CIVITAVECCHIA – QUO VADIS?

QUO VADIS , CIVITAVECCHIA ?

Con scioccante sconcerto, misto ad un profondo senso di disagio, ho appreso dalla stampa quanto verificatosi , presso l’aula consiliare del comune, ad opera di alcuni rappresentanti della giunta : lo sventolìo di alcune bandiere con i colori di una squadra di calcio! L’ evento in sé é rivelatore tanto della mancanza di rispetto del luogo in cui è stato messo in atto quanto della serietà politica degli autori. L’aula Consiliare è il luogo deputato a ben altre attività : è il luogo in cui vengono decise le direttive amministrative della “cosa pubblica”, ovvero il luogo in cui vengono messe a confronto opinioni, idee e soluzioni rivolte al miglioramento della qualità della vita dei contribuenti e non può assolutamente essere utilizzato alla stregua degli spalti di uno stadio di calcio! Non sono convinto che i contribuenti versino circa il 50% delle loro sudate entrate ,tra tasse dirette ed indirette, per permettere ad un qualsivoglia individuo, che ha avuto l’alto onore di ricoprire una carica elettiva, di approfittare del suo stato per trasformare, attraverso un suo discutibile comportamento, la sede comunale in un luogo di confronto di altre forme di pensiero: forse la formazione culturale degli interessati ha subito nel corso del suo sviluppo una qualche forma di aborto. L’autore o gli autori del gesto , di cui sono felice di ignorare le generalità, sono cortesemente invitati a farsi un giro per il locale mercato al fine di osservare e notare quante persone anziane contano il centesimo per realizzare la loro “povera” spesa : sono generalmente dei pensionati i quali anche loro versano il contributo all’erario al fine di mantenere dei personaggi che, invece di sventolare assurde bandierine, dovrebbero interessarsi di cose di ben altro spessore!
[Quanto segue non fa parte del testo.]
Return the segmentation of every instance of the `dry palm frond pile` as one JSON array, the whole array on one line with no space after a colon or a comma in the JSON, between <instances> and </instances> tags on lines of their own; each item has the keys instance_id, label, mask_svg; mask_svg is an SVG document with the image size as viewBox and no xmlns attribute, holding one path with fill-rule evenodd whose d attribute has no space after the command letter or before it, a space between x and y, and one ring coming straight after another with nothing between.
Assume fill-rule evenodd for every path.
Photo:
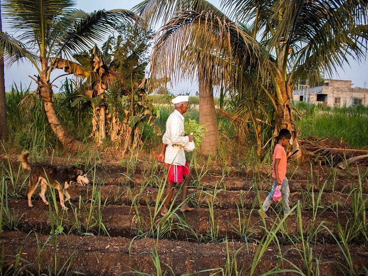
<instances>
[{"instance_id":1,"label":"dry palm frond pile","mask_svg":"<svg viewBox=\"0 0 368 276\"><path fill-rule=\"evenodd\" d=\"M308 136L300 141L302 147L312 158L323 164L344 168L344 163L368 163L368 150L349 149L341 139Z\"/></svg>"}]
</instances>

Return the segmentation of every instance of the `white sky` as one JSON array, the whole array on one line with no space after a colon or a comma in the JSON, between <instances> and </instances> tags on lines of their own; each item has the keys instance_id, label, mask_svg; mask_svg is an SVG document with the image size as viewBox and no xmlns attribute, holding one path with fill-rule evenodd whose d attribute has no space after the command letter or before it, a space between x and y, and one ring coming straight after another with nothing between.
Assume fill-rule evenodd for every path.
<instances>
[{"instance_id":1,"label":"white sky","mask_svg":"<svg viewBox=\"0 0 368 276\"><path fill-rule=\"evenodd\" d=\"M142 0L77 0L77 8L87 12L94 10L101 9L111 10L113 9L131 9L133 7L142 2ZM219 7L220 0L209 0L209 2ZM3 28L4 26L4 19L3 18ZM6 29L5 30L6 31ZM368 88L368 60L362 64L358 64L354 60L350 61L351 67L345 65L344 68L339 68L333 79L351 80L353 87L360 87ZM61 74L62 74L60 71ZM21 63L18 66L13 65L11 68L6 68L5 73L5 88L9 90L13 82L19 87L21 83L23 88L28 86L31 83L31 87L35 88L34 82L28 77L29 75L33 76L37 72L32 68L32 66L28 63ZM61 78L61 80L65 79ZM55 83L57 86L60 85ZM170 91L175 95L190 93L194 95L198 90L198 85L196 82L191 83L190 82L183 82L174 86L173 88L170 88ZM56 89L55 89L56 90Z\"/></svg>"}]
</instances>

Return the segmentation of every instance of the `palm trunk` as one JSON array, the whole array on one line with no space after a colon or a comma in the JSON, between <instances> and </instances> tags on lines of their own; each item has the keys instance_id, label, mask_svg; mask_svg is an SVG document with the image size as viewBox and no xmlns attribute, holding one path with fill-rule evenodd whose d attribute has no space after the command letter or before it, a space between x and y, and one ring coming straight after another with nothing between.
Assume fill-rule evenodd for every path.
<instances>
[{"instance_id":1,"label":"palm trunk","mask_svg":"<svg viewBox=\"0 0 368 276\"><path fill-rule=\"evenodd\" d=\"M73 134L61 125L56 115L52 103L53 94L52 87L50 84L50 81L47 77L48 68L47 60L42 57L40 60L42 64L42 71L41 76L37 80L38 92L43 100L43 107L51 129L64 148L74 152L78 150L83 150L85 148L83 143L76 139Z\"/></svg>"},{"instance_id":2,"label":"palm trunk","mask_svg":"<svg viewBox=\"0 0 368 276\"><path fill-rule=\"evenodd\" d=\"M198 76L199 88L199 123L204 124L206 131L199 151L204 155L216 153L219 140L217 116L211 80Z\"/></svg>"},{"instance_id":3,"label":"palm trunk","mask_svg":"<svg viewBox=\"0 0 368 276\"><path fill-rule=\"evenodd\" d=\"M0 1L0 4L1 1ZM0 32L3 31L0 6ZM6 101L5 98L5 73L4 72L4 56L0 55L0 141L7 138Z\"/></svg>"},{"instance_id":4,"label":"palm trunk","mask_svg":"<svg viewBox=\"0 0 368 276\"><path fill-rule=\"evenodd\" d=\"M276 124L273 135L277 136L282 128L287 128L291 133L290 144L294 149L299 147L299 143L296 138L295 122L290 101L292 99L292 88L280 75L275 84L277 93L274 100L277 108L275 110Z\"/></svg>"}]
</instances>

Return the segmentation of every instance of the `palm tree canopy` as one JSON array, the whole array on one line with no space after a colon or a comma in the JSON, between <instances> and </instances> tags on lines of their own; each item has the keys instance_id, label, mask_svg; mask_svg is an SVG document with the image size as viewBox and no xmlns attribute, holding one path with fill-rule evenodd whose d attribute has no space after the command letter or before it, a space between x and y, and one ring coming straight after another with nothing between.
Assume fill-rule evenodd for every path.
<instances>
[{"instance_id":1,"label":"palm tree canopy","mask_svg":"<svg viewBox=\"0 0 368 276\"><path fill-rule=\"evenodd\" d=\"M249 83L251 74L272 71L267 53L246 28L207 1L146 1L133 10L151 23L168 20L158 32L152 55L155 78L193 79L200 67L211 72L204 77L210 77L214 84L234 89L240 83Z\"/></svg>"},{"instance_id":2,"label":"palm tree canopy","mask_svg":"<svg viewBox=\"0 0 368 276\"><path fill-rule=\"evenodd\" d=\"M255 38L273 53L290 83L321 71L331 75L348 56L367 50L366 0L223 0L232 16L252 25ZM283 49L283 55L278 52ZM292 78L292 80L291 79Z\"/></svg>"},{"instance_id":3,"label":"palm tree canopy","mask_svg":"<svg viewBox=\"0 0 368 276\"><path fill-rule=\"evenodd\" d=\"M26 58L39 71L39 57L71 58L88 51L105 38L122 21L140 21L134 12L123 9L90 13L73 8L72 0L5 0L4 16L16 38L2 34L1 42L9 63ZM10 57L12 56L13 58Z\"/></svg>"}]
</instances>

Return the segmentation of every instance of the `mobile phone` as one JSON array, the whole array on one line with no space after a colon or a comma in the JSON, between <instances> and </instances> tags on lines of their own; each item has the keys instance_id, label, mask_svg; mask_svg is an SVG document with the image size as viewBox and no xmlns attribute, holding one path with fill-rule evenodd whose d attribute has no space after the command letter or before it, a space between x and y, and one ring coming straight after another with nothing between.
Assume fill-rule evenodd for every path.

L’accaduto apre prospettive inquietanti circa la qualità della stoffa di cui sono fatti alcuni politici locali ai quali mi permetto di dare un personale ed amichevole consiglio : quando dei piccoli uomini riescono a proiettare delle lunghe ombre siamo giunti al tramonto ed è, quindi, giunto anche il momento di tornare a casa . “ Sic stantibus rebus” rivolgo al primo cittadino la seguente domanda: “ QUO VADIS, PRAEFECTE URBIS ? ” e mi dispiace di non poter scrivere tale domanda con il carattere capitale romano come avrebbero fatto i Romani.